Jonathan Hehir is MD of insuremycars.ie. He says that up until now, if an individual with their own business sold their own car so that their business could then provide them with a company electric-car, they had to take out a brand-new insurance policy through the company — with zero no claims bonus.
“So for example, where their private car motor insurance policy may have been €400 per annum, it had suddenly risen to €800 or more. However, after months of negotiation, we have now struck a deal with two insurers whereby they will allow the existing private car policy of a business-owner to be used for their new company electric car.
“Getting motorists to even consider migrating over to something as new as e-motoring involves communicating the benefits of these cars, not just to the environment but to people themselves. For most people, affordability is the primary consideration — they have to see a financial incentive.
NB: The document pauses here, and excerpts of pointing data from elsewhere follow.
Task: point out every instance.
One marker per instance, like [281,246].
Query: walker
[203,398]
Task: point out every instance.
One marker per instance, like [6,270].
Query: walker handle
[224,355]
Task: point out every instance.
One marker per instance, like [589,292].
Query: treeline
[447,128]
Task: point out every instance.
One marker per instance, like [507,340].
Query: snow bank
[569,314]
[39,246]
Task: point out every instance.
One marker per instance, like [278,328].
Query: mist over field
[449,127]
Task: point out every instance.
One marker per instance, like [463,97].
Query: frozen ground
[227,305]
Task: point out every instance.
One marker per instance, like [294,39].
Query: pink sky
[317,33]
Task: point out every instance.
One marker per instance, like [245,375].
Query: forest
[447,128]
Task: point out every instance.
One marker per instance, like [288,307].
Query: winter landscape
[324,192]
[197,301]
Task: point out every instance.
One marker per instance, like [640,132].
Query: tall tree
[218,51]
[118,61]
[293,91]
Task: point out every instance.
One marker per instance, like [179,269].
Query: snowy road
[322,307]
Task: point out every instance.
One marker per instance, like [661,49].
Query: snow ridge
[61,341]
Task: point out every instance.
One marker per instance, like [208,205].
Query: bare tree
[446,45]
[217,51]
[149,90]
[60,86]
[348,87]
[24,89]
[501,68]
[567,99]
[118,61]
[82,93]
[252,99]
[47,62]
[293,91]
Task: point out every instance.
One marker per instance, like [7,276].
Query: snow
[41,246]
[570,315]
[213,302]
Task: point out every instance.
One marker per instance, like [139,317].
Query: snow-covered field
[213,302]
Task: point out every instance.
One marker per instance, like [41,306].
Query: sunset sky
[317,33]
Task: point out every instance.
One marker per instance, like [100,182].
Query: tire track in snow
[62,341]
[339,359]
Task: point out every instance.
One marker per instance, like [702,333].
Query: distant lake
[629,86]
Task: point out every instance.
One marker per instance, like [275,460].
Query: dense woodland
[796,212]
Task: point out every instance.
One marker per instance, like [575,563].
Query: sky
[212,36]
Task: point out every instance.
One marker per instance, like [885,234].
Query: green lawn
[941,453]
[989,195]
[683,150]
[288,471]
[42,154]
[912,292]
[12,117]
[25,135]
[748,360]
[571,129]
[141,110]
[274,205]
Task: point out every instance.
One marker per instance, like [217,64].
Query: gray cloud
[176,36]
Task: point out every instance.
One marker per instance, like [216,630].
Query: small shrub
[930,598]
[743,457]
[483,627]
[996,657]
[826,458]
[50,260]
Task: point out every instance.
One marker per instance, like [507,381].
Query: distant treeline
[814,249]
For this reason, we have also negotiated a special discount of between 8% and 12% for electric car drivers, making premiums for electric cars significantly cheaper than petrol or diesel cars.”
Given this breakthrough, along with the range of other incentives, to say nothing of the environmental impact of substituting away from fossil fuelled cars, why is it that we’re not all driving EVs?
Recent research from the AA found that a fear of running out of power while driving an electric vehicle is one of the main factors holding motorists back from replacing their diesel or petrol powered car.
In response to a survey of over 3,000 motorists, 48.41% of respondents agreed that concerns about the current effective driving range of most electric vehicles meant they were unlikely to consider purchasing an EV. The survey also found that 12.46% of those surveyed identified a lack of EV charging points on routes across the country as a contributing factor to their reluctance.
Conor Faughnan of the AA points out that in a relatively short space of time, electric vehicles have undergone their own version of the kind of evolution we have seen with mobile phones.
“When the technology first emerged, we were talking about cars with very limited mileage range and a real lack of supporting infrastructure in Ireland. However, with the modern EV, the effective mileage range is, broadly speaking, more than enough to meet the driving needs of a typical Irish motorist. While we may not yet be at the stage of having an affordable EV which could get you from one end of Ireland to the other and back on a single charge, for your average driver who uses their car to commute from home to work or down to the shops, an electric vehicle is a perfectly suitable option.”